I pulled it out carefully, making sure not to wake Maya, who had finally, completely exhausted, fallen into a deep sleep on the couch in the back room. I had carried her there myself when her eyes had started closing, and she hadn't stirred since.
I looked at the screen and saw two new bank alerts waiting for me.
Alert: $50,000.00 has been deposited into your account.
Alert: $100,000.00 has been deposited into your account.
Current Balance: $150,387.12
I stared at the number until my vision blurred. I stared until the digits seemed to swim on the screen. Banks would usually flag such an abrupt transfer, questioning its legitimacy, so how had the system done it? How had it bypassed all those security measures? I closed the banking app and opened it again, just to see if this was some kind of glitch or hallucination brought on by adrenaline and exhaustion.
But the number was still there, solid and real. Not exactly solid, but they were there.
One hundred and fifty thousand dollars. It was real. The fight, the system, the money—it was all devastatingly, wonderfully, impossibly real. So these stories on writing platforms weren't just myths or fantasies. There were actually systems out there that could take a person from zero to hero, from nobody to somebody, and I had just received mine; I had been chosen.
I was so excited, you know that excitement that makes you jump, shake, or perform a stupid dance like you were still a child? That's the one I felt.
A fierce, triumphant smile spread across my face, stretching the cut on my cheek. It stung sharply, but I welcomed the pain. I welcomed all of it; that was the proof that I was alive, that this was happening.

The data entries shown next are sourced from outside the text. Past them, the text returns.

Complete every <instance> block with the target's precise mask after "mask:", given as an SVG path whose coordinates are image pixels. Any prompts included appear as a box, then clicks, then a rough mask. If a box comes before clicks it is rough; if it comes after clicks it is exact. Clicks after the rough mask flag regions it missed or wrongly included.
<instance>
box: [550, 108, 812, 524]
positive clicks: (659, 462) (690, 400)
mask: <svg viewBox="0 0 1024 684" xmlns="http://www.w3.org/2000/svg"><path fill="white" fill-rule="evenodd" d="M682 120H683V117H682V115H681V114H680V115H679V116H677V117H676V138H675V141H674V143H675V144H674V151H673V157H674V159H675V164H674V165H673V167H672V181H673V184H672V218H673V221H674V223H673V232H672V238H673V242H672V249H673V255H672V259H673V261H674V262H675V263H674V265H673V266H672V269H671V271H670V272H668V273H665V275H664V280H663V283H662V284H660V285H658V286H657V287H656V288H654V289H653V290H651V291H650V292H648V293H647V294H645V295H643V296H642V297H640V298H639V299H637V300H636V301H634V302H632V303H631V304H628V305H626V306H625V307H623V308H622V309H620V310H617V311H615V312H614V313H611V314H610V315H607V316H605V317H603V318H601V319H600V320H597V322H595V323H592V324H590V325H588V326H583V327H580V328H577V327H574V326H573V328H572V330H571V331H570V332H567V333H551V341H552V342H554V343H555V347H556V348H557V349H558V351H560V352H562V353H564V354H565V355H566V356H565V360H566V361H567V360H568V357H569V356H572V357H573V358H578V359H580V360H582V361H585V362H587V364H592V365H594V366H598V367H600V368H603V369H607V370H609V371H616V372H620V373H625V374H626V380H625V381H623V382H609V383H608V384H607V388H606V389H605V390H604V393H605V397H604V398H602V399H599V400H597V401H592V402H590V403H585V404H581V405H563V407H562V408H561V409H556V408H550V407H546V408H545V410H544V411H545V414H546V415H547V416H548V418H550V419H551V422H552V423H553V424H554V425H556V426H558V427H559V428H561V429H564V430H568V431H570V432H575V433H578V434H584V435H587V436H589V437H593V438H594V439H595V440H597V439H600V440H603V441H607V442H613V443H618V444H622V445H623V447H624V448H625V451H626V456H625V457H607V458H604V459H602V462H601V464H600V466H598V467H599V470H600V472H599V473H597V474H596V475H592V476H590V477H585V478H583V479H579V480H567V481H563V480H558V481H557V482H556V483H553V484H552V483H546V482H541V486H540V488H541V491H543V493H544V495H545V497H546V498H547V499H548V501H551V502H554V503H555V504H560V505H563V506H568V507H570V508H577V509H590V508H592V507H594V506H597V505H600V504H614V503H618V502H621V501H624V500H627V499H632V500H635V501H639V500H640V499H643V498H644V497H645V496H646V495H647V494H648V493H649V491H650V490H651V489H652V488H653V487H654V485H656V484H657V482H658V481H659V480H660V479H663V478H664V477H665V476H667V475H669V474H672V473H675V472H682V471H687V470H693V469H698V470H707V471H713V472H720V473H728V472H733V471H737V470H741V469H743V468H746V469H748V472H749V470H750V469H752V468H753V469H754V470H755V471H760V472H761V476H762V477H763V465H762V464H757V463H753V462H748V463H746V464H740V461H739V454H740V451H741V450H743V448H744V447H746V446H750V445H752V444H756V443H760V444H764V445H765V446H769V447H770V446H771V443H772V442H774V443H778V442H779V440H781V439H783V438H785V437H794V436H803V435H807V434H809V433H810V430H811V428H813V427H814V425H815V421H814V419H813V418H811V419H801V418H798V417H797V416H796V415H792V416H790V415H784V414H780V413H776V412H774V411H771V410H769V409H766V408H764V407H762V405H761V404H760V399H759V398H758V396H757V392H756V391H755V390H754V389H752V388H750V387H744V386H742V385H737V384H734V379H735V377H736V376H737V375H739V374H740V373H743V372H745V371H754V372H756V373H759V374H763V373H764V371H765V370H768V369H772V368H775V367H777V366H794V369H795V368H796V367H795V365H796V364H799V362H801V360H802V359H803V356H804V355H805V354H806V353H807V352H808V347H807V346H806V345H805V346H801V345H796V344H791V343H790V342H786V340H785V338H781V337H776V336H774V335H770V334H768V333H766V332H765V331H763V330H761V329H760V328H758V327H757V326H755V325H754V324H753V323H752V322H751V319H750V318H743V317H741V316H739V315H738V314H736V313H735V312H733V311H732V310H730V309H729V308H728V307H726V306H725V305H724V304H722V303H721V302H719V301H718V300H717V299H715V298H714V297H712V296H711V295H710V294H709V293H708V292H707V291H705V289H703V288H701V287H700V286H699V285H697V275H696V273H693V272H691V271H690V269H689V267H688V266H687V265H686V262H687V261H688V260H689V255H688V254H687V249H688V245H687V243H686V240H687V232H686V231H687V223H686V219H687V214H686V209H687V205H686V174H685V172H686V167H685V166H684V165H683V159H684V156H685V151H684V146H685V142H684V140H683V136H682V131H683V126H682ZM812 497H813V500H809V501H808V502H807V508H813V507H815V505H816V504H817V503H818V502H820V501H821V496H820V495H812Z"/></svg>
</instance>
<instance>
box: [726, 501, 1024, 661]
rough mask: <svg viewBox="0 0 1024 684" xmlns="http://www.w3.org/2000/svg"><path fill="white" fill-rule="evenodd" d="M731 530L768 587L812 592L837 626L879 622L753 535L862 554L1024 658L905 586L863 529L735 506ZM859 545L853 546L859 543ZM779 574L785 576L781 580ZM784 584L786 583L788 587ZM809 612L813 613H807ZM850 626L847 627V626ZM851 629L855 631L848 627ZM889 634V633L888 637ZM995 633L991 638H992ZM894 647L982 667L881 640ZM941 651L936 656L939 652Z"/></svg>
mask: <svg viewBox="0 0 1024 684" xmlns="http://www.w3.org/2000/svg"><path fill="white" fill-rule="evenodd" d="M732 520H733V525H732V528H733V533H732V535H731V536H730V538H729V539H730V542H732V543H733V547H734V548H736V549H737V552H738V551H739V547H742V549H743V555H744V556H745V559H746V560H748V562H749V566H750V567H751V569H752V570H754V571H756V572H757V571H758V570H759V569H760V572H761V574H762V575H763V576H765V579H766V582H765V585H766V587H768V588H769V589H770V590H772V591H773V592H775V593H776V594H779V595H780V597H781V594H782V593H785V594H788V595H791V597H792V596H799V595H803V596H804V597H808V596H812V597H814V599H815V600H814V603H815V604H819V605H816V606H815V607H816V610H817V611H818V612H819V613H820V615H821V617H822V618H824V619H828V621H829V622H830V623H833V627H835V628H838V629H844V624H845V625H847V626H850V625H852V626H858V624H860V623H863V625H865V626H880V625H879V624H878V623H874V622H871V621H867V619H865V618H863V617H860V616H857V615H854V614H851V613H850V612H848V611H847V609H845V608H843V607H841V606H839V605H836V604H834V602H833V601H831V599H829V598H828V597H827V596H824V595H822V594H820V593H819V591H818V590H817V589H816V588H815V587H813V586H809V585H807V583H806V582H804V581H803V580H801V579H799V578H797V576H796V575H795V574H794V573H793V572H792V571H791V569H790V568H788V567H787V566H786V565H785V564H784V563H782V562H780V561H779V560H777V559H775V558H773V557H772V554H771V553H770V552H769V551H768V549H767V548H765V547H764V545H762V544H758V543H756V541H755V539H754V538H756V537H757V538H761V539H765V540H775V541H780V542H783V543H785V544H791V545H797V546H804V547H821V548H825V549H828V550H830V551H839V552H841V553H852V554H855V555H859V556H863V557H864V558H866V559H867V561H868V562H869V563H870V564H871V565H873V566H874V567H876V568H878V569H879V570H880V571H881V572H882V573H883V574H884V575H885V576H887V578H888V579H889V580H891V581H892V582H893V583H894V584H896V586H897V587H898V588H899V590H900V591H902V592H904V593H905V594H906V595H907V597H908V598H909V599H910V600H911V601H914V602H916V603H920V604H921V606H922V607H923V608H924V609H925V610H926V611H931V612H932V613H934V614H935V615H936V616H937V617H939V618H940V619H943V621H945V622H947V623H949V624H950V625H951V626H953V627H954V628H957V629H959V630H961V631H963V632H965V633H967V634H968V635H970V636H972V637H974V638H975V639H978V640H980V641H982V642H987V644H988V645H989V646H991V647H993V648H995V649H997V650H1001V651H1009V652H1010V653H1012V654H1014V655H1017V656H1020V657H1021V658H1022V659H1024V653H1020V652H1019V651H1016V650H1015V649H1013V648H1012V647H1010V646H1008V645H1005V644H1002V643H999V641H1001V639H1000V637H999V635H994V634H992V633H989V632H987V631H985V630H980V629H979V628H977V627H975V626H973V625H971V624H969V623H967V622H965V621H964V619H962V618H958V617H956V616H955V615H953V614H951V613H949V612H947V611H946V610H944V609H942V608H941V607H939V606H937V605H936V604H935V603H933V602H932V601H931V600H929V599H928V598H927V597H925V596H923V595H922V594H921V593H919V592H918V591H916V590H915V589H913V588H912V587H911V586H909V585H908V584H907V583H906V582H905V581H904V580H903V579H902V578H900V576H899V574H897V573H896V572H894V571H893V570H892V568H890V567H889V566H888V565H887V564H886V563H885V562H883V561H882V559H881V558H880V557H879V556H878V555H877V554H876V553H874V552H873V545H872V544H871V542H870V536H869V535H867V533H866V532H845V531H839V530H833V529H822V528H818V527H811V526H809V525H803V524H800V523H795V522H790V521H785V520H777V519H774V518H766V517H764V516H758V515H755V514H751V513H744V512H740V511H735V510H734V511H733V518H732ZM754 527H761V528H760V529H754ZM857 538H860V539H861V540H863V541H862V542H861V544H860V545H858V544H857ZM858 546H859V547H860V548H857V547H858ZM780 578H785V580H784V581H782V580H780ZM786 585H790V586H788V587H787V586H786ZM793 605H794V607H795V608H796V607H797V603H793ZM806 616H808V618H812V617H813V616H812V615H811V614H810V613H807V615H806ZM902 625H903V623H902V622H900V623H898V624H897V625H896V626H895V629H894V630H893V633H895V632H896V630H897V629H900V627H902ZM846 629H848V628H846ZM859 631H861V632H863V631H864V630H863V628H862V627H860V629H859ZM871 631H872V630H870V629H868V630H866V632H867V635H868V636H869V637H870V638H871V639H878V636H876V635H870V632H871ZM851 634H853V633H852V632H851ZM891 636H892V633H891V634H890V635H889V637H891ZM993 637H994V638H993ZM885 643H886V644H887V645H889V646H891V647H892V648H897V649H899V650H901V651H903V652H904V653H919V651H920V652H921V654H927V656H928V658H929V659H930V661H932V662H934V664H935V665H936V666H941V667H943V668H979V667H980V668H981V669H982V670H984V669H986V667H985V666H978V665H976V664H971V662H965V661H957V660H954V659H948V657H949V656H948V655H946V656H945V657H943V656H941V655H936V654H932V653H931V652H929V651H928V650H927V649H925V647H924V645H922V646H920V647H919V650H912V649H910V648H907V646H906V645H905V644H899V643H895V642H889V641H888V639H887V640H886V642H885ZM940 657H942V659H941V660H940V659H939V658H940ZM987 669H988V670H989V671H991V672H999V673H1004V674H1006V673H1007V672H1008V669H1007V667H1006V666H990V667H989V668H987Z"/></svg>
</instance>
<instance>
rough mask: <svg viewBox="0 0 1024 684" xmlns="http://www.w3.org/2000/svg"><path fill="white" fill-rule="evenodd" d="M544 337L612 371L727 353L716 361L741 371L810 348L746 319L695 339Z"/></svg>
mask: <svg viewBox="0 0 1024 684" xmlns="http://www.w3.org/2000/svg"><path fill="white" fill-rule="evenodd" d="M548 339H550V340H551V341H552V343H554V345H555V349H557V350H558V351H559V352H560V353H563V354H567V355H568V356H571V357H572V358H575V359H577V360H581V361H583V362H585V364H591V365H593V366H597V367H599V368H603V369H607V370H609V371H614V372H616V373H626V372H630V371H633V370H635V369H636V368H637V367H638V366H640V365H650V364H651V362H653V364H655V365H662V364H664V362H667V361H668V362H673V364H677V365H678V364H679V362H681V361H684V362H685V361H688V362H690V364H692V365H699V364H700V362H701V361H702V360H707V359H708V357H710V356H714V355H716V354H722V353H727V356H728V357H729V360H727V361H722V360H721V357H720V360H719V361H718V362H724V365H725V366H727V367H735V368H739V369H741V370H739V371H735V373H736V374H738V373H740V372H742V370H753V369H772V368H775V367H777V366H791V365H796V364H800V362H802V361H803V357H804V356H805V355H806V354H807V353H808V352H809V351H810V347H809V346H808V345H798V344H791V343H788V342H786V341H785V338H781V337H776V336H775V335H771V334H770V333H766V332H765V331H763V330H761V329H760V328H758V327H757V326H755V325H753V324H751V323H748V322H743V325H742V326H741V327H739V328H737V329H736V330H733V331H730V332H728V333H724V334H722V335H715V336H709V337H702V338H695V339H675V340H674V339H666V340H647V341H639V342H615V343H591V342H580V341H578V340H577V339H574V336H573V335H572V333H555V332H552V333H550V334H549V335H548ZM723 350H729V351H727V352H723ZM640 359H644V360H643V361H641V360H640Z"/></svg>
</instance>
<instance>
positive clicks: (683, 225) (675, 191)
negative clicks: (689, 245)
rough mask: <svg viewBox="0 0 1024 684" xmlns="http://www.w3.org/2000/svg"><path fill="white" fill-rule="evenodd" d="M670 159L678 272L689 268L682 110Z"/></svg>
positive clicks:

I looked at my busted knuckles, purple and swollen. I looked at the sleeping girl who trusted me enough to hold my hand through a police interrogation and who had clung to me like I was her salvation.
Lame, low self-esteemed me.
I looked at the life-changing number glowing on that screen in the early morning light.
My old life was a smoking, dead crater behind me now. Ash and ruins.
I had a hundred and fifty thousand dollars. I had a system in my head full of secrets to unlock and powers to discover. And I had a score to settle with that bitch of an ex-girlfriend who had tried to destroy me.
But first things first.
It was time to go quit my job. The job that had overworked me and underpaid me for years. The job, whose most important contract had been the final excuse for Elise to betray me, to try and destroy everything I'd built.
I was going to enjoy this immensely.